Аттикус вздохнул. Резче обозначились складки у губ. Пальцы с опухшими суставами повертели желтый карандаш.
— Джин-Луиза, — произнес он. — Давай я сразу кое-что тебе скажу со всей возможной прямотой. Человек я старомодный, но в это верю всей душой. Я — демократ джефферсоновского толка. Знаешь, что это такое?
— Ух ты, а я думала, ты голосовал за Эйзенхауэра. А Джефферсон, мне казалось, был светоч Демократической партии.

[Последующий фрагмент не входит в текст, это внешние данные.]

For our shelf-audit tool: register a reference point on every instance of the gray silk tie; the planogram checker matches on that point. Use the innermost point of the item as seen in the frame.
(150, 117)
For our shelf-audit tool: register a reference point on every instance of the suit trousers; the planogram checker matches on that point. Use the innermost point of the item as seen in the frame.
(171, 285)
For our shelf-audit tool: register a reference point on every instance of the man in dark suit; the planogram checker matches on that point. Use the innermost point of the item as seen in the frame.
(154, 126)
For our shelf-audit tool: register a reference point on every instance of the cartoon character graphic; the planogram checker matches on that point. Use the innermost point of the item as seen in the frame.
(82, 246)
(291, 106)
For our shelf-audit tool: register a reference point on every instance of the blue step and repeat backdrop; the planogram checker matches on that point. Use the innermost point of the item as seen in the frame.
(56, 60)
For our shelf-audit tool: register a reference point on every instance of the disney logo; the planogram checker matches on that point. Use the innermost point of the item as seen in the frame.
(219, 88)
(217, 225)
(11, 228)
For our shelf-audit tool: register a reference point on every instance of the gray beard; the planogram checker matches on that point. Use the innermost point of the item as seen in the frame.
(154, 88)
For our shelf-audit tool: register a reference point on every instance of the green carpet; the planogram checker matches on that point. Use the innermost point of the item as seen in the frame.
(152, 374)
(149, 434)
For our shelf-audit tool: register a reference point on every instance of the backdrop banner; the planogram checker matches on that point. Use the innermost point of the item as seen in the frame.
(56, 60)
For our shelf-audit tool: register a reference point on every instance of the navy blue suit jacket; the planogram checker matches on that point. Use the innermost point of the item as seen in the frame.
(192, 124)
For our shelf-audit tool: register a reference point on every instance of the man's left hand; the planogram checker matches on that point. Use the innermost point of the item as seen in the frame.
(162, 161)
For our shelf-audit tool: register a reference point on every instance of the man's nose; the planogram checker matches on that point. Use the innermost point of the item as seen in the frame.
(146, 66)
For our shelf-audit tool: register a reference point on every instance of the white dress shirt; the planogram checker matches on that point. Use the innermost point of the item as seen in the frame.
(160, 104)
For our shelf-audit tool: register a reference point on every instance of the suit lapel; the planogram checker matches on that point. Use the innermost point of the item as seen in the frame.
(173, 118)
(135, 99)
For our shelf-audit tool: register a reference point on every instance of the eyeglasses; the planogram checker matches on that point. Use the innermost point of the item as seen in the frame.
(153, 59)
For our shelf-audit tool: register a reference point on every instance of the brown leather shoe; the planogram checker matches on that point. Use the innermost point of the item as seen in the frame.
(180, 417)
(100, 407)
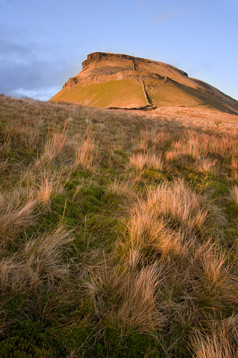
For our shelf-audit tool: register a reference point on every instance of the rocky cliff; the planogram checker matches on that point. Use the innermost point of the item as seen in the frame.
(110, 80)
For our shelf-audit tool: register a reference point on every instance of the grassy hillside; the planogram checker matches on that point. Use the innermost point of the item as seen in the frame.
(108, 94)
(119, 233)
(122, 81)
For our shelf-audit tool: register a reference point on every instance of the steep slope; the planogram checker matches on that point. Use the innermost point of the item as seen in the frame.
(123, 81)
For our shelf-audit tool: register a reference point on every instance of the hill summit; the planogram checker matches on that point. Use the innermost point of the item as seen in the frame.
(121, 81)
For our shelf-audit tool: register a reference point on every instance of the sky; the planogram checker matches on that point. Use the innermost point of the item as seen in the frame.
(43, 42)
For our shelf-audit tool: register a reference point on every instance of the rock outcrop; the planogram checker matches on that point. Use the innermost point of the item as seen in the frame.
(110, 80)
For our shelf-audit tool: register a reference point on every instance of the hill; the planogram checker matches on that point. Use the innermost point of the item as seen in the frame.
(118, 232)
(121, 81)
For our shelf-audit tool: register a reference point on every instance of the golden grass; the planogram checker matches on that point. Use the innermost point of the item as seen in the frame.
(37, 265)
(87, 153)
(15, 216)
(169, 265)
(234, 194)
(213, 346)
(127, 298)
(141, 160)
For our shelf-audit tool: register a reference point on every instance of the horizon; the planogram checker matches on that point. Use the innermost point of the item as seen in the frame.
(43, 44)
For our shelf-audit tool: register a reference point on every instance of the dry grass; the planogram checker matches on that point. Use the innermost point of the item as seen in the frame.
(55, 142)
(207, 165)
(213, 346)
(16, 215)
(45, 190)
(127, 298)
(178, 203)
(169, 272)
(141, 160)
(234, 194)
(87, 153)
(38, 264)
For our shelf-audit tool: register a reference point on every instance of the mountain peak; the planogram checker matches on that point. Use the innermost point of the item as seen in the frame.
(110, 80)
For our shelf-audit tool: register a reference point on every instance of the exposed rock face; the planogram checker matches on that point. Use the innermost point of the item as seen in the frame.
(121, 81)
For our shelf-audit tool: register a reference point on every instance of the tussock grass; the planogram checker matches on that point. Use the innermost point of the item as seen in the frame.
(130, 299)
(234, 194)
(37, 265)
(87, 153)
(141, 160)
(154, 196)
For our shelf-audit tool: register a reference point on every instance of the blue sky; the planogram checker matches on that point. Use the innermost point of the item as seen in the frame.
(43, 42)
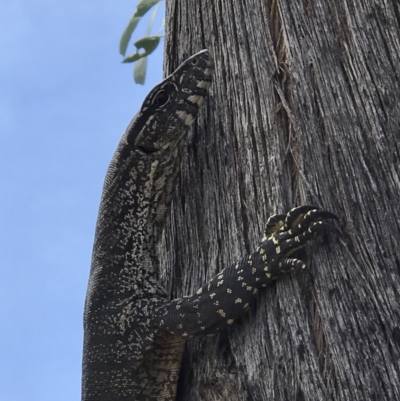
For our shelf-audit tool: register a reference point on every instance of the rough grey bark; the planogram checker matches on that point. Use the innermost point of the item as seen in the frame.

— Я тебя оставлю на второй год! У Джефферсона с демократами общего лишь то, что они вешают его портреты на своих банкетах. Джефферсон считал, что право быть гражданином так просто не дают и не берут — человек должен его заработать. Избирательное право, по мнению Джефферсона, не предоставляется человеку исключительно в силу того, что он человек. Этого мало — надо еще быть ответственным человеком. Право избирать и быть избранным — бесценная привилегия, завоеванная человеком при экономической модели «живи и другим жить не мешай».
— Ты переписываешь историю.
— Вовсе нет. Тебе не повредило бы вернуться к истокам и узнать, во что на самом деле верили наши отцы-основатели, а не доверяться пересказам и домыслам нынешних толкователей.
— Итак, ты джефферсоновец, но не демократ.
— Как и Джефферсон.
— Может, ты просто сноб?
— Может. Если дело касается правительства, я готов признать, что я сноб. Я предпочел бы, чтоб оно меня оставило в покое и позволило бы самому вести свои дела — жить и другим не мешать. И чтобы мой штат сам был хозяином у себя дома, без вмешательства Ассоциации, которая ни черта в этом не смыслит. Эта организация за последние пять лет наворотила тут такого…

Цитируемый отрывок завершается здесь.